‘Opportunity hub’ sends out positive vibes to the young

Sausan Suha | Update:

Dhaka University students who have won Peer to Peer – Facebook Digital Challenge recently. Photo: CollectedA group of students from Dhaka University took part in the Peer to Peer – Facebook Digital Challenge, an international contest that took place in Brussels and won first prize. A member of the group, Sausan Suha, writes about their experience:

The name ‘Positive Bangladesh’ reflects our work. I’ll go back a few months to explain how our efforts against extremism led us to Brussels and how we won the Peer to Peer – Facebook Digital Challenge.

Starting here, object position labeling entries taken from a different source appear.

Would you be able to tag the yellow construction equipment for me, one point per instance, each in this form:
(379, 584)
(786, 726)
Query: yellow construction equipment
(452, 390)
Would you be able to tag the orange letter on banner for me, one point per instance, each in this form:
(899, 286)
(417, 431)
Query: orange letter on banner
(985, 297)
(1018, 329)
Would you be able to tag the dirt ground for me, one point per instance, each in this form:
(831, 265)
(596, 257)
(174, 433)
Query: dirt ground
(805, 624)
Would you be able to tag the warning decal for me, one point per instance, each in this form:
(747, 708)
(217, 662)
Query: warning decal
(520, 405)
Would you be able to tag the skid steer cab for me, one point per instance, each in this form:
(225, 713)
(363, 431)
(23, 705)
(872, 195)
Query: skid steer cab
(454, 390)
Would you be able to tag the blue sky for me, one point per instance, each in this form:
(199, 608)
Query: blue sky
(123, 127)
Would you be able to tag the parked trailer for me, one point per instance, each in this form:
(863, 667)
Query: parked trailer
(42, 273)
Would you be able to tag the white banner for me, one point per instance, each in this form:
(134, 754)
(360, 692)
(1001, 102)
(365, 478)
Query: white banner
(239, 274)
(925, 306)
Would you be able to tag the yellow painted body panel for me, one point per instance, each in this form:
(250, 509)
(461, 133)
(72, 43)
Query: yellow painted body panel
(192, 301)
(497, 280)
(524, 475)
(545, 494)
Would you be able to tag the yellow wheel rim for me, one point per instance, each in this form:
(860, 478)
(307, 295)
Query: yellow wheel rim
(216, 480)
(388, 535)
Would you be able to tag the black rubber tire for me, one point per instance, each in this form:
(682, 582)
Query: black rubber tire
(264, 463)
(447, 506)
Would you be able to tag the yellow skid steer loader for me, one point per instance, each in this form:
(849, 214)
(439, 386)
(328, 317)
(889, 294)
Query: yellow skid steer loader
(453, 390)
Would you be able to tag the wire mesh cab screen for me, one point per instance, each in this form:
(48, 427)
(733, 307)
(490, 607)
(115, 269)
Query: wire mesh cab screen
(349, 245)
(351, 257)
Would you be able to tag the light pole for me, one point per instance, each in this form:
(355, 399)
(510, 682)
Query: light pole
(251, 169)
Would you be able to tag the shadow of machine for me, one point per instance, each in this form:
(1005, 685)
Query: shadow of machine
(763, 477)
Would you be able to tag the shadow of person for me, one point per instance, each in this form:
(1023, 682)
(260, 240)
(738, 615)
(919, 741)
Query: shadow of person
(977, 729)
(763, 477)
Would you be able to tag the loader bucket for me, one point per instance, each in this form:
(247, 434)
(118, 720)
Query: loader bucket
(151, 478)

The four of us – Tausif Tanzim Ahmed, Samin Yasar and myself from Dhaka University’s department of international relations and Zulqarnain Tasin of the robotics and mechatronics department – got to know each other from the very beginning of our university lives. We would hang out together though we were quite different from each other.

Tasin is still undecided in life, Samin is all about music, Tausif keeps the campus alive with his activities and I am a jack of all trades, master of none!

Once we were having a heavy discussion and debate about the behaviour of the people on social media. There were people who used the social media to spread all sort of negativities, vent their anger and frustration and divisive thoughts. But why? Was it because of the country’s socio-economic condition, lack of education or simply very personal frustrations?

We read up on the issue and talked to all sorts of people. Samin’s house became our base. Then we were joined by Saif Mostafiz of Dhaka University’s biochemistry and molecular biology department and younger brother Adib Reza.

We primarily observed that there was one group of people who regularly sent out negativities. The question arose, would it be possible for such negativities to impact the girl who was studying hard to go abroad for higher studies, the boy who was devoted to inventing something new, the one who was determined to become a fashion designer, or the boy who spend all his time on the field, dreaming of playing in the World Cup one day?

We started a survey. We came to the conclusion that it was much easier to influence a purposeless and unfocussed person towards extremism than those who were involved in any activity, honing their talents, busy with creative work.

We set up a simple goal. We would work against negativity, work to build up a positive environment. Many youth were failing to create an identity of their own simply due to the lack of opportunity and information. They were leaning towards depression. We began working towards informing them about all sorts of opportunities and possibilities. We organised all sorts of events, conferences and workshops, thus beginning our Positive Bangladesh initiative.

We have a website <wearepostivebangladesh.org>. Its objective is to send out positive vibes and we like to call it am ‘opportunity hub’.  We have our own Instagram and Facebook profile too, as well as a blog to spread out positivity. We even have comic strips and stop-motion videos to tell various interesting stories.

Then offline we have our Ways to Engage campaign which we take to various schools, encouraging students to take part in various activities. The next step is Inspire to Engage. Members of the new generation share their inspirational stories from this platform.

So far our most popular ‘invention’ is Hundred Days of Positivity which is a 100-day story series of inspiring news from all over the country. We have more initiatives in the pipeline.

We had been spending from our own pockets to run all these initiatives and just when all our resources were more or less exhausted, we took part in the UNDP and ICT Division Bangladesh Digital Khichuri Challenge and became the runners up. That was a great source of encouragement for us and revived our spirit.

Hoping for further funds, we took part on the Peer to Peer Facebook Global Digital Challenge Spring 2019. This contest was organised to spread the message against the propensity towards extremism and was financed every semester by Facebook and organised by Adventures Partners.  How exciting it was to learn that we were among the top three groups, along with one from Spain and one from Nigeria!

Then there was the hassle of getting visas and preparing to go – let’s leave that story for another day! We defeated around 500 universities from around the world to win the first prize – 5000 US dollars! We are happily going around Europe in an effort to expand our network further.

We are joined by two more students of Dhaka University now – Mahdi Hasan of the economics department and Mohammad Sifat of the international relations department. Their inspiration has taken us further ahead. We are grateful to so many, many more people, but the list is too long to fit in here.

We are receiving such encouraging response from young ones that our commitment to this work is simply increasing. There is still a long way to go, to show thousands of young people that they can make their dreams come true. We have worked hard on this project but all those sleepless nights will be well worth it if we can spread the light of hope all around.